Evan was already sitting against the headboard.
“I did not know that,” Tommy said, sleep-rough as he wiped a hand over his face and blinked sleep out of his eyes. Evan was bright-eyed and animated, though there was still a pillow crease on his face and he had a serious case of curly bed-head. Instead of hauling him back down onto the mattress and cuddling him back to sleep, he pushed himself into a sitting position and yawned so wide his jaw cracked.
“Chris sent me an article about urban tree planting his class read to get ready for Earth Day,” he said.
“Oh yeah?”
“Yeah, apparently there’s 95 species of tree native to Los Angeles, but thousands more that are non-native,” he said, putting his phone down, obviously reciting the stats from memory. He never could quite predict what scenario was going to bring forth a bunch of random facts from Evan, but he enjoyed it every time.
Also, he learned a lot.
“What else did you find out?” he asked, peppering the question with a closemouthed kiss against Evan’s mouth, just to see the way his cheeks flushed.
Apparently the research hole he’d gone down was too much to fluster him for long, because he barrelled ahead after a brief pause for a sweet little smile. “Did you know there’s three times as many trees planted in rich neighborhoods here in LA than in poor neighborhoods?” he said, a tiny furrow appearing between his brow. “That’s so unfair - do you know how many benefits trees have? They reduce the temperatures in heat deserts and improve air quality - “
Tommy listened as he continued, gesticulating wildly with his hands as he rattled off facts, and couldn’t help the fond smile that crossed his mouth. He hadn’t been lying, Evan was adorable but - it was also some pretty interesting stuff. Listening to one of Buck’s trivia binges inevitably led him down a rabbit hole of his own, though he was far less prone to sharing it than Buck.
He did on occasion attempt to drop them on Eddie - though that usually got him an eye roll and a teasing comment about how much time he was spending with Buck.
“I think we should do something for Earth Day,” Evan said, after going through an exhaustive list of all the ways planting trees in urban areas helped both the environment and citizens.

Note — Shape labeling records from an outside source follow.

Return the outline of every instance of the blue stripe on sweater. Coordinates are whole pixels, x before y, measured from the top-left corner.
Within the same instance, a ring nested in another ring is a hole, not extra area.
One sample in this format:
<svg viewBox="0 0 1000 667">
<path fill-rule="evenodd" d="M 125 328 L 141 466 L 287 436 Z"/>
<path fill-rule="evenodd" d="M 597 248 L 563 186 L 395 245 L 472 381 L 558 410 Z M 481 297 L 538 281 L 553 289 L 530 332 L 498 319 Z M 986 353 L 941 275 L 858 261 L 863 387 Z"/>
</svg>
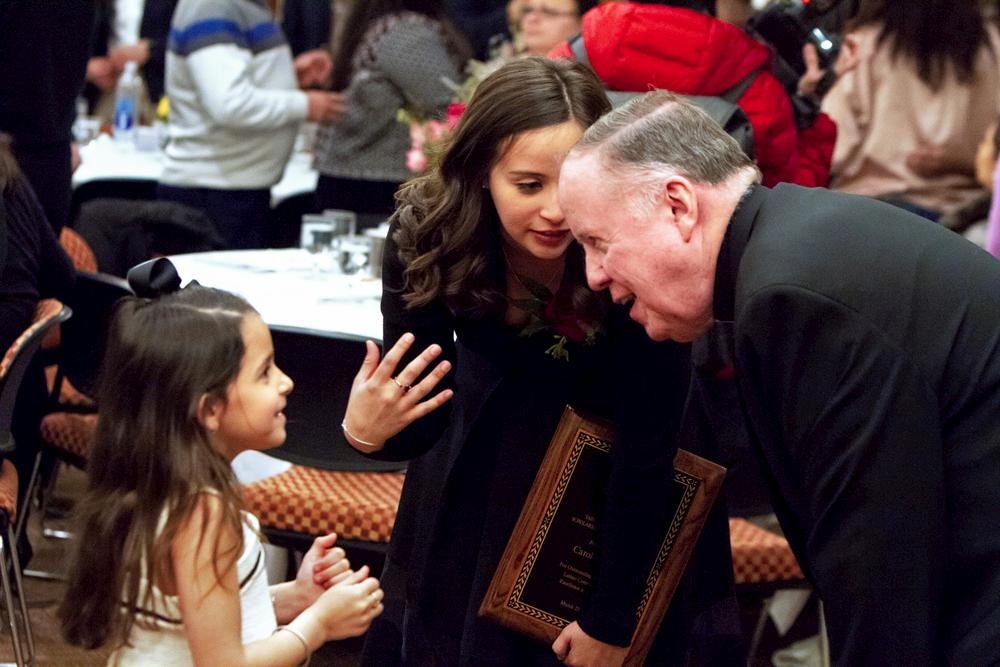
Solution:
<svg viewBox="0 0 1000 667">
<path fill-rule="evenodd" d="M 273 21 L 259 23 L 244 31 L 234 21 L 205 19 L 183 30 L 171 28 L 167 48 L 176 55 L 189 56 L 208 46 L 235 44 L 257 54 L 284 43 L 285 36 Z"/>
</svg>

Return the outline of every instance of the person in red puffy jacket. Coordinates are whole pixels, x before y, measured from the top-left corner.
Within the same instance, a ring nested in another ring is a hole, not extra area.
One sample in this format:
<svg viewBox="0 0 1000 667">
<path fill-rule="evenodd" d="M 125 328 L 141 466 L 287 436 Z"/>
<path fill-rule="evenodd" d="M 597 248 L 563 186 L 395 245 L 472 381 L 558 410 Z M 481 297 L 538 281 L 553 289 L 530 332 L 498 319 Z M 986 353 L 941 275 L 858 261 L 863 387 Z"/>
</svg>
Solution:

“You want to plant a tree?” Tommy asked, brow raised, by now leaning against the headboard, close enough that their shoulders pressed together (or more like bumped every few moments with all the gesturing Evan did).
“No - well, yeah - but it’s kind of short notice for that now,” he said. “I did look into some programs planting trees around the city that accept volunteers but there’s orientations and stuff - I was thinking of running it by Cap, seeing if we can make it a station wide thing, or maybe department wide…”
“Okay,” Tommy said, quiet, even, waiting for Evan to circle back around to what he actually wanted to do now.
“I was thinking I could plant something on my balcony. Not a tree, obviously, maybe some flowers for the bees or something?”
“That sounds doable,” Tommy said with a nod. “Is this something you’d like help with?” he asked.
“I - yeah, I mean if you’re offering,” he said. “I was thinking we could go to the home improvement store and get a little flower box and soil and stuff,” he said.
“Alright,” Tommy said, giving Evan’s thigh a little squeeze as he started to slide out of bed. “Get dressed, I’ll get the coffee going and we’ll head out,” he said.
Three hours later, they’d arrived back to the loft with a huge flower box, two bags of potting soil, two sets of gardening gloves, three different species of bee friendly flowers and a succulent Evan had fallen in love with and refused to leave behind.
Hauling it all up to Evan’s floor, even with the elevator, had been a trek, both of them a little sweaty by the time they carried it all across the threshold.
“There’s an information pamphlet in here somewhere,” Evan said, setting his flowerbox (a gorgeous piece in redwood that had cost a pretty penny but would hold up against rot and decay for as long as Evan wanted it on his balcony) on the kitchen island and rooted around inside where he’d put his part of the haul. Tommy put the large box filled with flowers (and the succulent) on the other side of the island.
“Okay, we’ve got some Great Blanket Flowers, otherwise known as Gaillardia aristata,” he said, pulling out a container with a few orange and yellow flowers, setting them beside the flower boxes on the island. “Then -” he squinted at the paper, “Million Bells, otherwise known as Calibrachoa,” a yellow flower with orange on the inside, “and a Sweet Potato vine, otherwise known as Ipomoea batatas,” he said.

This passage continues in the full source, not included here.